Willow's Way is a contemporary fiction novel written by Sharon Struth. Pound Busters was Willow’s masterpiece, a wildly successful weight loss empire, which used her guiding principles to help people lose the weight and keep it off. Willow herself was the keystone and inspirational image -- she was elegantly slim and hardened against any form of food frivolity. Pound Busters was also Willow’s own personal albatross as she discovered when a video of her indulging in an awesome slice of pizza went viral. Celebrity Secrets’ video of her fall from grace had garnered thousands of likes and hundreds of comments. Willow’s Board of Directors was clamoring to toss her out as the company’s CEO.

Losing weight had always been Willow’s bete noire, or at least that’s how she had been made to feel growing up with a stepfather who instilled in her from the time she was small the fear that she would never be loveable because of her size. Pound Busters was her way of ensuring her continual triumph over that bleak future, but her carefully erected defenses proved insufficient when disaster struck. First, her husband had publicly announced their breakup and his new romantic interest. Then, her business advisor ran off with both the company’s and her personal funds. Soon, her carefully managed size six had yielded to a more comfortable size ten or twelve (horrors!). Willow rummaged through her mom’s old effects in the hopes that there might be an old bank book she had forgotten about -- and yes, she did find one with a decent balance that was still earning interest. She also found a manila envelope that held secrets about her family, secrets her mom had never shared with her, about a life in England -- and grandparents she never knew about.

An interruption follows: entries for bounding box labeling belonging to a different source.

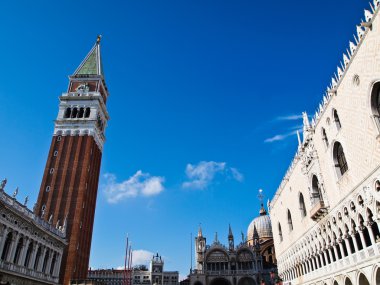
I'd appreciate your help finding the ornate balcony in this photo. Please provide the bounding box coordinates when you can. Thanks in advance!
[310,200,327,221]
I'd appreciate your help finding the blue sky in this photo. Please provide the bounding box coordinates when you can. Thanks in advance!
[0,0,369,280]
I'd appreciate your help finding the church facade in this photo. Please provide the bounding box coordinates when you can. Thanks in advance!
[270,0,380,285]
[189,227,271,285]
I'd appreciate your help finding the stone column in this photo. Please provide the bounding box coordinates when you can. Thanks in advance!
[45,250,54,275]
[367,222,378,252]
[37,246,47,272]
[346,234,359,254]
[18,237,30,266]
[333,244,339,261]
[311,256,316,271]
[359,229,367,249]
[54,253,62,277]
[338,240,347,259]
[323,249,329,266]
[28,242,39,269]
[327,246,334,263]
[0,227,9,256]
[344,237,358,256]
[5,232,20,263]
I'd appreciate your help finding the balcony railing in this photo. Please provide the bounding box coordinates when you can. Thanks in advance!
[0,261,59,284]
[310,200,327,221]
[192,269,258,276]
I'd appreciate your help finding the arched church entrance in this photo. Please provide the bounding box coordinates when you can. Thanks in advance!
[210,278,231,285]
[344,277,352,285]
[358,273,369,285]
[238,277,256,285]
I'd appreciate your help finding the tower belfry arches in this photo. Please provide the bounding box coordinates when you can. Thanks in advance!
[35,37,109,285]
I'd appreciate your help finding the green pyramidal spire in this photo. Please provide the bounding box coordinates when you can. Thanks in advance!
[73,36,104,76]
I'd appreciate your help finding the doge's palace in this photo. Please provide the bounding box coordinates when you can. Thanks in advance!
[270,0,380,285]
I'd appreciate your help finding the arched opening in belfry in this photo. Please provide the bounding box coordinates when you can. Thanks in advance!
[13,238,24,264]
[358,273,370,285]
[210,278,231,285]
[1,232,12,260]
[238,277,256,285]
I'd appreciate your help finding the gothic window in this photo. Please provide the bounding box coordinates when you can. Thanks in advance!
[84,107,91,118]
[299,193,306,218]
[63,108,71,118]
[33,247,41,270]
[24,242,33,267]
[322,128,329,147]
[311,175,323,204]
[288,209,293,232]
[333,109,342,131]
[375,180,380,192]
[1,232,12,260]
[13,238,24,264]
[78,108,84,118]
[333,142,348,177]
[42,251,49,272]
[71,107,78,118]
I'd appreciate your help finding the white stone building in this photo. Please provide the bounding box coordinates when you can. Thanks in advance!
[0,180,67,285]
[270,0,380,285]
[88,254,179,285]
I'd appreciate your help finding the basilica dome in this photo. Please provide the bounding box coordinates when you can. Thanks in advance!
[247,205,273,240]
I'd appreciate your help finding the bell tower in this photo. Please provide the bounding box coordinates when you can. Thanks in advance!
[35,36,109,285]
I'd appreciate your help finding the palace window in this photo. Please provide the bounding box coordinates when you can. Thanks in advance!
[333,109,342,131]
[371,82,380,132]
[63,108,71,118]
[322,128,329,147]
[299,193,306,218]
[333,142,348,178]
[288,209,293,232]
[311,175,323,204]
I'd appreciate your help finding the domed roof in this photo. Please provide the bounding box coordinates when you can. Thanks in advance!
[247,205,273,240]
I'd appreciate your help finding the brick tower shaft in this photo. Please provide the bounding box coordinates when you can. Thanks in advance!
[35,38,109,285]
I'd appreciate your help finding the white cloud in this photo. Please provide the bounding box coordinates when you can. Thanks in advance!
[132,249,154,268]
[104,170,165,204]
[116,249,154,270]
[275,114,302,121]
[264,130,298,143]
[182,161,243,189]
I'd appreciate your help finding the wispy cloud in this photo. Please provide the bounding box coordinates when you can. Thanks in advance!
[104,170,165,204]
[264,129,299,143]
[275,114,302,121]
[182,161,244,189]
[116,249,154,270]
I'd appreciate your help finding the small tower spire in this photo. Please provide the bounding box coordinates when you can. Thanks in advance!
[228,225,235,251]
[198,224,203,237]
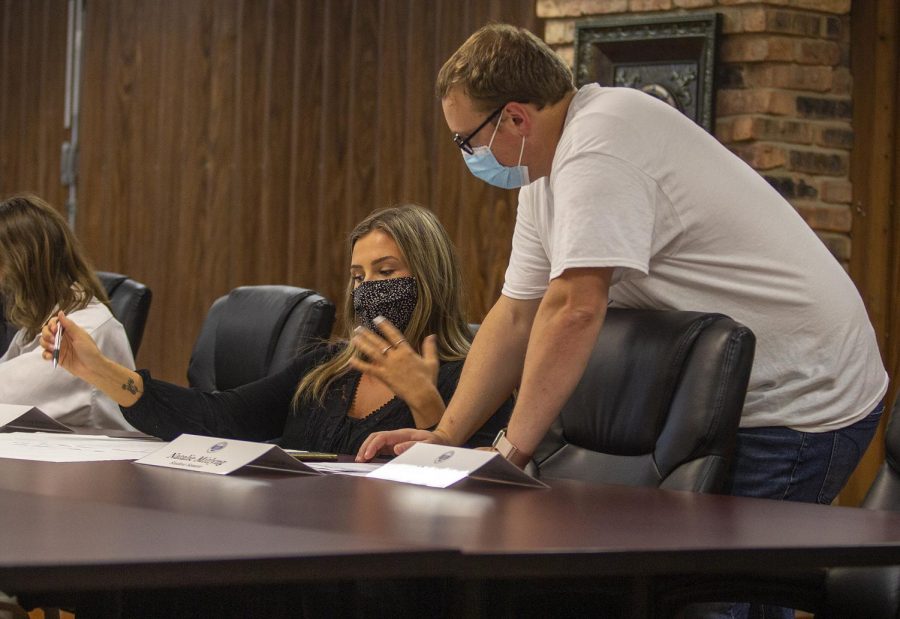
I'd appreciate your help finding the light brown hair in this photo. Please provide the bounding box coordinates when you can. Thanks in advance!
[0,194,109,340]
[435,24,575,112]
[294,204,471,406]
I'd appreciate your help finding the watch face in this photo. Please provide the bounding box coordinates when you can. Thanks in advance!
[491,428,506,451]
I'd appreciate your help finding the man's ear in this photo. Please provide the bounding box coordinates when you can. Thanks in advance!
[504,101,534,137]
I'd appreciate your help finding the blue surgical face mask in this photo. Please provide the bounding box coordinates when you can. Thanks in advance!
[462,112,529,189]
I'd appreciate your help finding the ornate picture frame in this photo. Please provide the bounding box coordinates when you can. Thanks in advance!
[575,13,721,133]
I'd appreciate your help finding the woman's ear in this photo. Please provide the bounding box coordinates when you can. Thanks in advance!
[505,101,534,137]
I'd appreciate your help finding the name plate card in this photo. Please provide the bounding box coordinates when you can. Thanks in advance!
[0,404,75,434]
[366,443,548,488]
[135,434,322,475]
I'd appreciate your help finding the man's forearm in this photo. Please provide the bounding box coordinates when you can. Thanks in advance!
[435,297,538,445]
[507,270,609,454]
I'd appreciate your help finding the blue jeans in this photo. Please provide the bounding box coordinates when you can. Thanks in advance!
[686,402,884,619]
[727,402,884,505]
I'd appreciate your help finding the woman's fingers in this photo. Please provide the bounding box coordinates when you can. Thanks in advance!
[372,316,408,347]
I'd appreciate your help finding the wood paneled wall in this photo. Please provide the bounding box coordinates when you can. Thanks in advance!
[0,0,69,210]
[841,0,900,505]
[0,0,542,383]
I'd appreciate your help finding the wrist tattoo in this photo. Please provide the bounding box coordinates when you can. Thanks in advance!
[122,378,140,395]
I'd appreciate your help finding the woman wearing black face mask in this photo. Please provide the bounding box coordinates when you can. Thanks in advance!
[41,205,511,454]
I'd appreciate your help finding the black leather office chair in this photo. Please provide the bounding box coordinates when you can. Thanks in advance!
[535,308,756,492]
[188,286,334,391]
[97,271,153,357]
[0,298,18,357]
[657,398,900,619]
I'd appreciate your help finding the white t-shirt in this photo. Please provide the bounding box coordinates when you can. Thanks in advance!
[503,84,888,432]
[0,298,134,430]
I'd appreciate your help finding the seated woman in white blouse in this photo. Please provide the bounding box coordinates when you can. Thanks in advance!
[0,194,134,430]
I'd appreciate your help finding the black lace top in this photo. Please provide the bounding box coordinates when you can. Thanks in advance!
[122,346,512,454]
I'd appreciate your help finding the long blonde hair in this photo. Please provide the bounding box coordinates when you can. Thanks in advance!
[294,204,471,407]
[0,194,109,340]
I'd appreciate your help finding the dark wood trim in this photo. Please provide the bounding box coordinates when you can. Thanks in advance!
[841,0,900,504]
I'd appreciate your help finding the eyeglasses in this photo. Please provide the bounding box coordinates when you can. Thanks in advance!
[453,103,506,155]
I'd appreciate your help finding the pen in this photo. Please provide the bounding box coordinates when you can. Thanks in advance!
[53,323,63,367]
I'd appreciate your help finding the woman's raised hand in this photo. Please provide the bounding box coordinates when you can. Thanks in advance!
[40,312,105,380]
[350,317,444,428]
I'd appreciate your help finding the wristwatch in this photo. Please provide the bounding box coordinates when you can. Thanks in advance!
[492,428,531,469]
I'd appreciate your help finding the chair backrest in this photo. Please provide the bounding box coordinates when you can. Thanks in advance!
[0,298,18,357]
[188,286,335,391]
[97,271,153,357]
[535,308,756,492]
[863,397,900,512]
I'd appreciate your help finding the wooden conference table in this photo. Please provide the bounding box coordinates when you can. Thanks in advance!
[0,459,900,616]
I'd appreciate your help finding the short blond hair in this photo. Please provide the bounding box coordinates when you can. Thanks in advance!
[435,24,575,112]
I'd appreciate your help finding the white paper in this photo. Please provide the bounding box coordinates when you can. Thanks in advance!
[368,443,547,488]
[0,432,162,462]
[137,434,321,475]
[0,404,74,432]
[306,462,383,476]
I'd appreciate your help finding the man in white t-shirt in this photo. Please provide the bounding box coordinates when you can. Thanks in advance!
[360,24,887,520]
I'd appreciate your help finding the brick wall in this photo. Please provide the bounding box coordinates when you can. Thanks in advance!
[537,0,853,267]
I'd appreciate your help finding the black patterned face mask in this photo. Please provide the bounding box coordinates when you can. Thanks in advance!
[353,277,419,333]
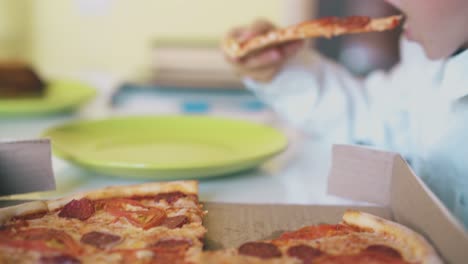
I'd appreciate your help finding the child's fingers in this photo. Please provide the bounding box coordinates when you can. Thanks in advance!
[240,48,283,69]
[281,40,304,57]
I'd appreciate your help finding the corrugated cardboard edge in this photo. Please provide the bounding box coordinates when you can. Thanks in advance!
[328,145,468,263]
[328,145,397,206]
[391,156,468,263]
[203,202,391,250]
[0,139,55,196]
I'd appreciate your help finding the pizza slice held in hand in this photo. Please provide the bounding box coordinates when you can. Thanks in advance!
[222,15,402,58]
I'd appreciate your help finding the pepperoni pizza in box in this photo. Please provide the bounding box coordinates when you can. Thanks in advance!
[0,181,441,264]
[0,181,206,263]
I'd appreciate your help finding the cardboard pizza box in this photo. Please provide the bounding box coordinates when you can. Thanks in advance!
[0,139,55,198]
[205,145,468,263]
[0,140,468,263]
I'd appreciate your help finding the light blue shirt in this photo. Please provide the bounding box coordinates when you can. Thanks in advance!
[244,40,468,228]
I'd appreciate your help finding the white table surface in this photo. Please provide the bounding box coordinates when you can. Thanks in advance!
[0,75,356,204]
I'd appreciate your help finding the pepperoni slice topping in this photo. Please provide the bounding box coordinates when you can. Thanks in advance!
[287,245,323,264]
[364,245,402,258]
[80,231,121,249]
[238,242,281,259]
[162,215,190,229]
[277,224,359,240]
[58,198,95,221]
[154,192,187,204]
[153,239,192,249]
[102,199,166,230]
[39,255,81,264]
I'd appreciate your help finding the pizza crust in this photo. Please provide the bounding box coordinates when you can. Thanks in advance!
[221,16,402,58]
[343,210,443,264]
[0,181,198,224]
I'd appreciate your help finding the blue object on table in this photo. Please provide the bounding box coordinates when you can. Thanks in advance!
[182,101,210,113]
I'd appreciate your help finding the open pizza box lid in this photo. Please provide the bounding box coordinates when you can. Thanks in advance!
[0,139,55,204]
[205,145,468,263]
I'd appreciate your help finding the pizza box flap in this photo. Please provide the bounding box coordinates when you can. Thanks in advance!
[203,202,391,250]
[0,139,55,196]
[328,145,468,263]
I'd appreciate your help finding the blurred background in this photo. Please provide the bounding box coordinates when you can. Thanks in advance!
[0,0,399,119]
[0,0,398,86]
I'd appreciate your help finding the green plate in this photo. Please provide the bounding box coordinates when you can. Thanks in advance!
[0,80,96,115]
[44,116,287,179]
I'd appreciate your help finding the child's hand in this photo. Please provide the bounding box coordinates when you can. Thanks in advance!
[226,20,304,82]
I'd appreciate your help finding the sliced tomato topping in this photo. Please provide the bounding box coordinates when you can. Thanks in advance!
[99,199,166,230]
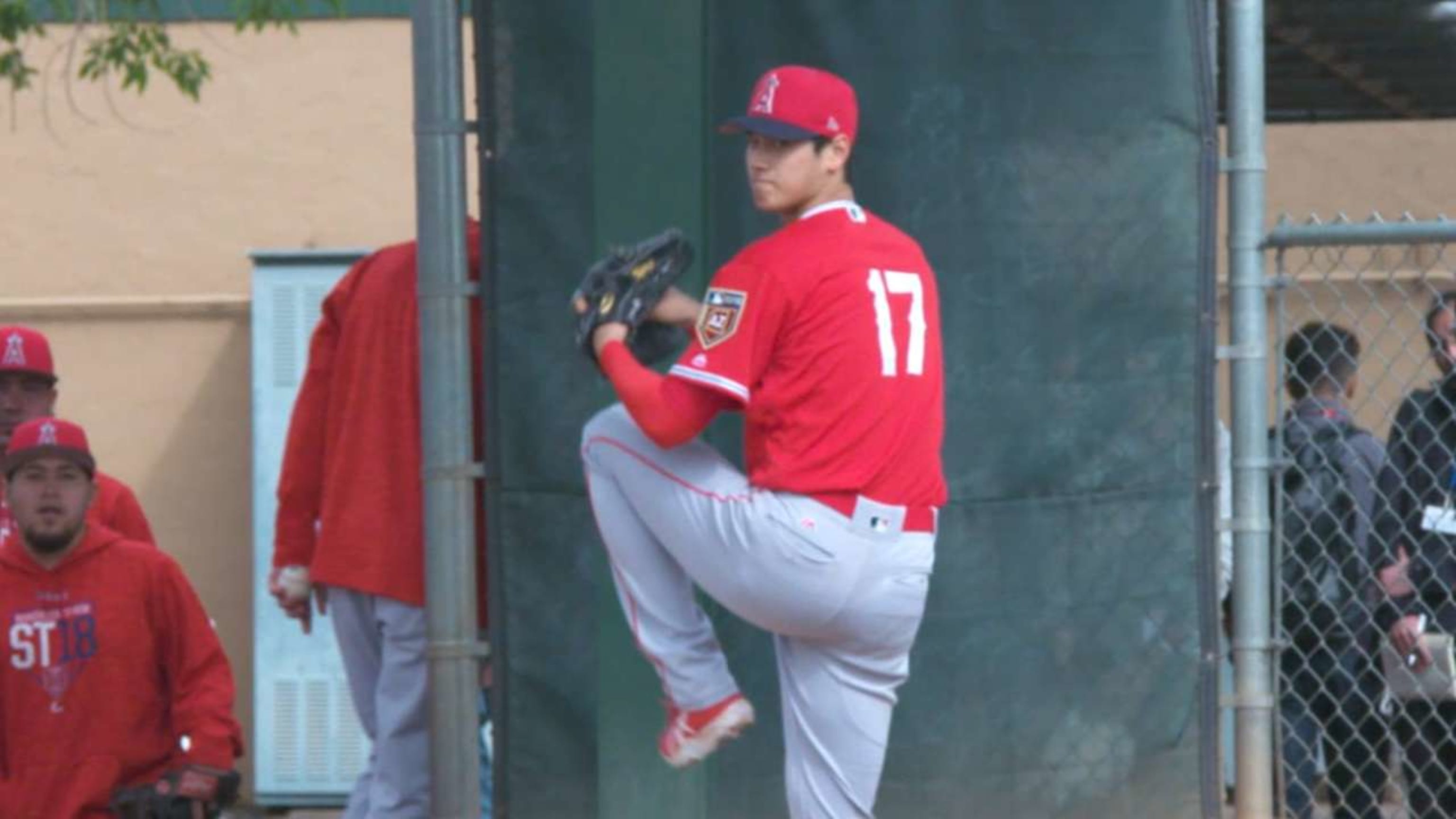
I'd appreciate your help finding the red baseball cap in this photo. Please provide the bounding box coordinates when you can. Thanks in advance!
[718,65,859,143]
[0,325,55,383]
[3,418,96,478]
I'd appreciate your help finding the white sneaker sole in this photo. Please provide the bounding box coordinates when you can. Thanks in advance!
[663,700,754,768]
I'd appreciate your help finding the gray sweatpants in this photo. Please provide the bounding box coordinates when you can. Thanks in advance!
[582,405,935,819]
[329,586,429,819]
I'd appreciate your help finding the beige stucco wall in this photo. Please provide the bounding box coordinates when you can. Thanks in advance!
[0,20,1456,798]
[0,20,469,798]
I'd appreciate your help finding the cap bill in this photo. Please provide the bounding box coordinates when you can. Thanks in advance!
[718,117,820,140]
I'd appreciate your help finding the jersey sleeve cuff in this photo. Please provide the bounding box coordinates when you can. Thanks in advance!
[667,364,748,404]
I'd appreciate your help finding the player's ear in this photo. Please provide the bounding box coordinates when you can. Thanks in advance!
[820,134,852,171]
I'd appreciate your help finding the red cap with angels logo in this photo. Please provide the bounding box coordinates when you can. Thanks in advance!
[3,418,96,480]
[0,325,55,383]
[718,65,859,143]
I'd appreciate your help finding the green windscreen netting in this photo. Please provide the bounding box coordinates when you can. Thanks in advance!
[488,0,1214,819]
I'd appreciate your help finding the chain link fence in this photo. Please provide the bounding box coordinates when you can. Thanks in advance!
[1270,218,1456,819]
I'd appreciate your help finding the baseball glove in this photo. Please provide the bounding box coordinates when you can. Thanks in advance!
[572,228,693,364]
[110,765,242,819]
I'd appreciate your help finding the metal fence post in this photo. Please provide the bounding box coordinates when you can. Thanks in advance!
[413,0,481,819]
[1226,0,1275,819]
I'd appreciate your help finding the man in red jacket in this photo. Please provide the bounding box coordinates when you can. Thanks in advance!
[269,223,485,819]
[0,418,243,819]
[0,325,156,544]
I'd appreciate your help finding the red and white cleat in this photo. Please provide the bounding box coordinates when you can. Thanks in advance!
[656,694,753,768]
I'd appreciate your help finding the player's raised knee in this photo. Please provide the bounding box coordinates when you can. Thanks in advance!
[581,404,641,453]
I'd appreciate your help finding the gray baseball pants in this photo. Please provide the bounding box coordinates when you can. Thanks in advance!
[582,405,935,819]
[329,586,429,819]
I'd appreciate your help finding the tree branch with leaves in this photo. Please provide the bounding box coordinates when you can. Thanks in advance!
[0,0,344,100]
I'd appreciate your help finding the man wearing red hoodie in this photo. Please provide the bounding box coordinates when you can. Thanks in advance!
[0,418,242,819]
[0,325,156,544]
[269,221,488,819]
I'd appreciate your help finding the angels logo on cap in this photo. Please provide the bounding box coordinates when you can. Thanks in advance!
[753,73,779,114]
[0,332,25,367]
[0,418,96,476]
[0,324,55,383]
[718,65,859,143]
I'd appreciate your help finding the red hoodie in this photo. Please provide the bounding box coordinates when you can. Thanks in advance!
[272,221,485,613]
[0,471,157,544]
[0,526,243,819]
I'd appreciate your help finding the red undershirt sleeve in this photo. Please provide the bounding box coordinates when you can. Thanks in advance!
[601,341,734,449]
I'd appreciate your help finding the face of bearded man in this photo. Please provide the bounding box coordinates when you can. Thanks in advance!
[6,457,95,557]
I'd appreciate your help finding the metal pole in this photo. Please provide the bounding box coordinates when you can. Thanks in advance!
[410,0,481,819]
[1226,0,1275,819]
[472,0,511,819]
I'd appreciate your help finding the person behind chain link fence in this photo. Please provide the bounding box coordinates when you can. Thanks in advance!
[1376,290,1456,819]
[1275,322,1386,819]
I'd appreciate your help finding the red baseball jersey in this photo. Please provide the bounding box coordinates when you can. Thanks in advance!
[671,201,946,506]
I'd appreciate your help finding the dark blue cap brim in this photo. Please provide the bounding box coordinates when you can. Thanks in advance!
[718,117,820,140]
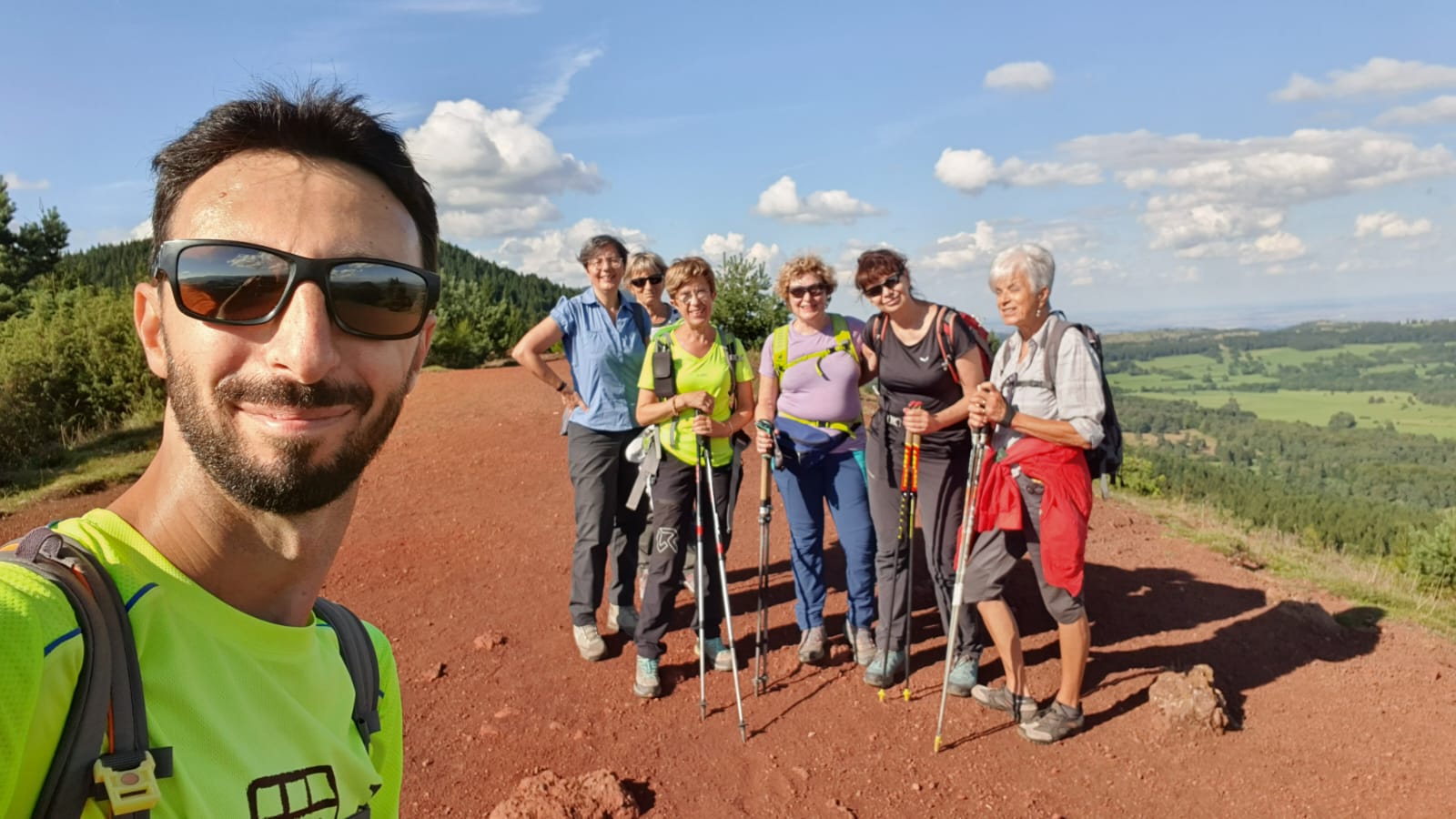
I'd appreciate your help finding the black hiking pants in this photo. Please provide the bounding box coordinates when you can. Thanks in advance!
[636,455,733,660]
[566,424,646,625]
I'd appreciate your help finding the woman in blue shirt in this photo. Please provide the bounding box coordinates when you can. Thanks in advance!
[511,236,651,660]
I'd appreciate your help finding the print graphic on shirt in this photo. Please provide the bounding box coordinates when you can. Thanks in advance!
[248,765,358,819]
[657,526,677,552]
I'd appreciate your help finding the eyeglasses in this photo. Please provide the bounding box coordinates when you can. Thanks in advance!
[789,284,828,298]
[155,239,440,341]
[587,257,628,269]
[864,272,905,298]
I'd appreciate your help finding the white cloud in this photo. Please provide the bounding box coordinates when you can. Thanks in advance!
[935,147,1102,194]
[981,61,1057,90]
[1356,211,1431,239]
[405,99,606,240]
[1374,95,1456,126]
[1274,56,1456,102]
[1058,128,1456,259]
[753,177,881,225]
[478,218,652,284]
[524,48,602,126]
[701,233,779,267]
[3,174,51,191]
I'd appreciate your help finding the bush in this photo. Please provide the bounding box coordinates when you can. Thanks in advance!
[0,287,163,465]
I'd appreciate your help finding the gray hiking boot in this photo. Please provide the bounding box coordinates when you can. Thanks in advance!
[1016,700,1082,744]
[693,637,733,672]
[632,657,662,700]
[799,625,824,663]
[864,652,905,688]
[571,623,607,663]
[844,621,875,666]
[945,654,981,696]
[607,603,638,637]
[971,685,1036,723]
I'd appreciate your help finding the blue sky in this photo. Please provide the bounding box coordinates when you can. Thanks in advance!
[0,0,1456,328]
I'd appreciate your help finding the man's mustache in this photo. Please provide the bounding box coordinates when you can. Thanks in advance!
[217,376,374,412]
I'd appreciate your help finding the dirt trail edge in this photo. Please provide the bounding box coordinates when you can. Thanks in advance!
[14,364,1456,817]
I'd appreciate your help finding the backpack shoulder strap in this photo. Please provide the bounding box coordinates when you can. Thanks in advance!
[313,598,380,751]
[770,324,789,380]
[0,526,172,819]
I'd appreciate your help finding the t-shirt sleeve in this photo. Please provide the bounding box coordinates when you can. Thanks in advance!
[0,564,80,816]
[551,296,577,335]
[364,623,405,819]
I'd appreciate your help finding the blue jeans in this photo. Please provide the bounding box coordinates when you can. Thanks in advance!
[774,451,875,631]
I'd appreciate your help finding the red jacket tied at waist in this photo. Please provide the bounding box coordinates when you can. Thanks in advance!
[976,436,1092,594]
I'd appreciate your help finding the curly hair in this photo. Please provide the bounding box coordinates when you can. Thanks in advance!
[774,254,839,301]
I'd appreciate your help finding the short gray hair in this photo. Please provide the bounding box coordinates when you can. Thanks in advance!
[577,233,628,267]
[987,242,1057,293]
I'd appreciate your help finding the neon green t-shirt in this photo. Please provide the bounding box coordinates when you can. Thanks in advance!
[638,322,753,466]
[0,509,403,819]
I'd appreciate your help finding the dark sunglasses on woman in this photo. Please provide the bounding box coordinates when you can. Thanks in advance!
[864,272,905,298]
[155,239,440,341]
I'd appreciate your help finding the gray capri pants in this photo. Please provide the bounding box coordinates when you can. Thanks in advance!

Sharon Struth’s contemporary fiction novel, Willow's Way, is a heartwarming and adventure-filled story about a New Yorker who finds her heart and soul in the Cotswolds area of England. Struth deftly addresses image issues and fat shaming, and the disastrous impact these can have on young people as they are growing up. Willow’s inability to see herself as a person of worth because of her size is heartbreaking, and the change in location and culture definitely seems to work for her and in so many ways. The budding romance between her and Owen is a joy to behold, as are her growing attachments to Owen’s daughter, Jilly, and her dog, Henry. Is being elegantly gaunt worth a lifetime of deprivation and unhappiness? Struth’s story answers that question most eloquently. Willow's Way is very highly recommended.